BEST WRITE-UP REPORT
We would like to thank everyone who participated. The #24 DOJO challenge provided us with a large amount of high quality reports and everyone did a great job!
We had to make a selection of the best ones. These challenges allow to see that there are almost as many different solutions… as long as there is creativity! 😉
Thanks again for all your submissions and thanks for playing with us!
Ruulian‘s Write-Up
————– START OF Ruulian‘s REPORT ——————
Description
The purpose of this challenge is to retrieve the flag which is encrypted by a given Javascript algorithm.
<h2 id="out"></h2>
<script>
var Cipher = {
LstAllow: ' !"#$%&\'()*+,-./0123456789:;<=>?@ABCDEFGHIJKLMNOPQRSTUVWXYZ[\\]^_`abcdefghijklmnopqrstuvwxyz{|}~',
Value: '',
};
function reverseStr(s) {
return s.split('').reverse().join('');
}
inputValue = "$input"
for (let i in inputValue ) {
let v = inputValue.charCodeAt(i)
symbolPosition = Cipher.LstAllow.indexOf(inputValue[i])
index = (symbolPosition * 1337 ) % (Cipher.LstAllow).length
Cipher.Value += Cipher.LstAllow[index]
};
Cipher.Value = reverseStr(btoa(Cipher.Value))
document.getElementById('out').innerText = Cipher.Value
</script>
Source code review
Useful declarations
First we have an object Cipher:
var Cipher = {
LstAllow: ' !"#$%&\'()*+,-./0123456789:;<=>?@ABCDEFGHIJKLMNOPQRSTUVWXYZ[\\]^_`abcdefghijklmnopqrstuvwxyz{|}~',
Value: '',
};
The attribute LstAllow is a constant which is useful for the encryption process and the Value is going to receive our cipher.
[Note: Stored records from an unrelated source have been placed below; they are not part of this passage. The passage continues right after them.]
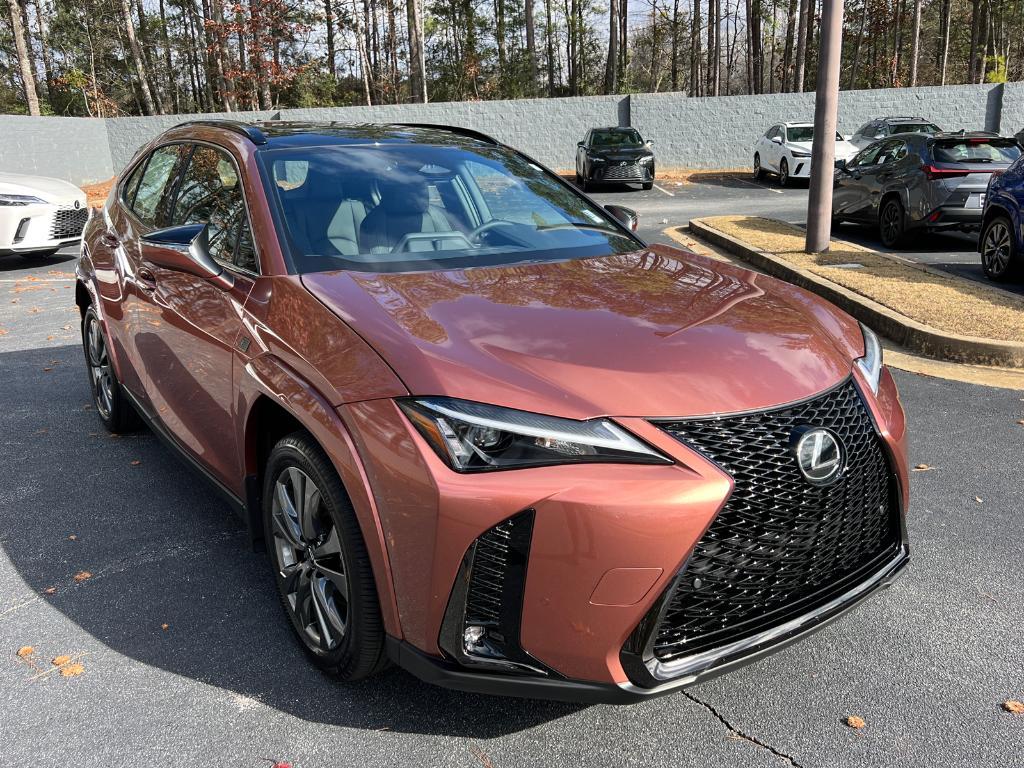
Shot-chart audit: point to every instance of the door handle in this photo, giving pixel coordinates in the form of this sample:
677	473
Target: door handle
146	280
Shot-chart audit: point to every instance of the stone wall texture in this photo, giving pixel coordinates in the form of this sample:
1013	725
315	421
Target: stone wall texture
714	132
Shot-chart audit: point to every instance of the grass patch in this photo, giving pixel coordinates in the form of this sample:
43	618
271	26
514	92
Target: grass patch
944	302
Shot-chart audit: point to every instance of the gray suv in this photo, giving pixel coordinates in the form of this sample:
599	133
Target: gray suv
886	127
915	181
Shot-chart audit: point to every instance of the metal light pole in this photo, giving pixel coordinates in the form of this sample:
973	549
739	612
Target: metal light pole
823	150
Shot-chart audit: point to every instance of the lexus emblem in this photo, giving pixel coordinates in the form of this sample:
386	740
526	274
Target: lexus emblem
820	455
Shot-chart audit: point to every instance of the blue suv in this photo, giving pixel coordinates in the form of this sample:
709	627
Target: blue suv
1000	244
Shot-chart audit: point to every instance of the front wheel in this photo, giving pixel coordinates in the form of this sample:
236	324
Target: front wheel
108	396
892	222
321	562
999	257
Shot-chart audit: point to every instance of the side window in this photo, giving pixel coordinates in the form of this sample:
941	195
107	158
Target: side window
154	182
211	193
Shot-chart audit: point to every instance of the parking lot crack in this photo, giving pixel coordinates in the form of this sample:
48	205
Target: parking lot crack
733	730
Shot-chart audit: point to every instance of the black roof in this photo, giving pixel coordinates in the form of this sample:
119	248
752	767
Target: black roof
280	133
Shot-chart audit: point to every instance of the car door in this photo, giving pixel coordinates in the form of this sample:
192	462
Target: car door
187	350
851	194
140	203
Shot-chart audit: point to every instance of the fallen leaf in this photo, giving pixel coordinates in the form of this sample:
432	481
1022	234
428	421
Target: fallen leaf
72	670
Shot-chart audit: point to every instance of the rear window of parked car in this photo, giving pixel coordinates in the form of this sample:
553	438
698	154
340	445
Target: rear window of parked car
976	151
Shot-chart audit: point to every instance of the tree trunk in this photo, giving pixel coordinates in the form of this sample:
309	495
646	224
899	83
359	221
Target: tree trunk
24	62
801	64
611	68
136	53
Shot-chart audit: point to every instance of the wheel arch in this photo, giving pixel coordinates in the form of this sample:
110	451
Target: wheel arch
280	402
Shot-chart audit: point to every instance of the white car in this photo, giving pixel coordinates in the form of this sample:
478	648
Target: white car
785	151
39	215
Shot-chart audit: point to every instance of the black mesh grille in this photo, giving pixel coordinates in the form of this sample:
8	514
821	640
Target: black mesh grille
779	546
69	222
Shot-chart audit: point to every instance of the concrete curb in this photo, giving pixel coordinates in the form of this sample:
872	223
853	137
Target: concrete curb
909	334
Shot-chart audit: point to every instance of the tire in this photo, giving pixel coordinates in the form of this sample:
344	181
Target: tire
109	397
892	222
999	257
321	562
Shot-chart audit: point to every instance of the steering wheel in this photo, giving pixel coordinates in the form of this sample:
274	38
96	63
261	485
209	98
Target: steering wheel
486	226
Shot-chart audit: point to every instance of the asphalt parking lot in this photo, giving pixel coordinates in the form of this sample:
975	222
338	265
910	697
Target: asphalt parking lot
717	194
186	658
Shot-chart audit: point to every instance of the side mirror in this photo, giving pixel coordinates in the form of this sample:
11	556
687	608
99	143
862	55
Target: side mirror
625	216
185	249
Then, we have a short function which just reverses a string:
function reverseStr(s) {
return s.split('').reverse().join('');
}
Encryption process
inputValue = "$input"
for (let i in inputValue) {
let v = inputValue.charCodeAt(i)
symbolPosition = Cipher.LstAllow.indexOf(inputValue[i])
index = (symbolPosition * 1337) % (Cipher.LstAllow).length
Cipher.Value += Cipher.LstAllow[index]
};
Cipher.Value = reverseStr(btoa(Cipher.Value))
For each character of our input:
- It gets the index of our character in the constant LstAllow
- It computes a new index by multiplying our index by 1337 modulo the length of LstAllow which is 95
- It takes the corresponding new index char in LstAllow and adds it to the cipher value
To finish the encryption process, the code is just encoding our cipher in base64 and then reverse the base64 encoded cipher using the function we described in the encryption process part.
Char encryption example
Let us encode a char to make sure that the encryption process is fully understood.
If we want to encode “A” using the algorithm:
symbolPosition = Cipher.LstAllow.indexOf(inputValue[i])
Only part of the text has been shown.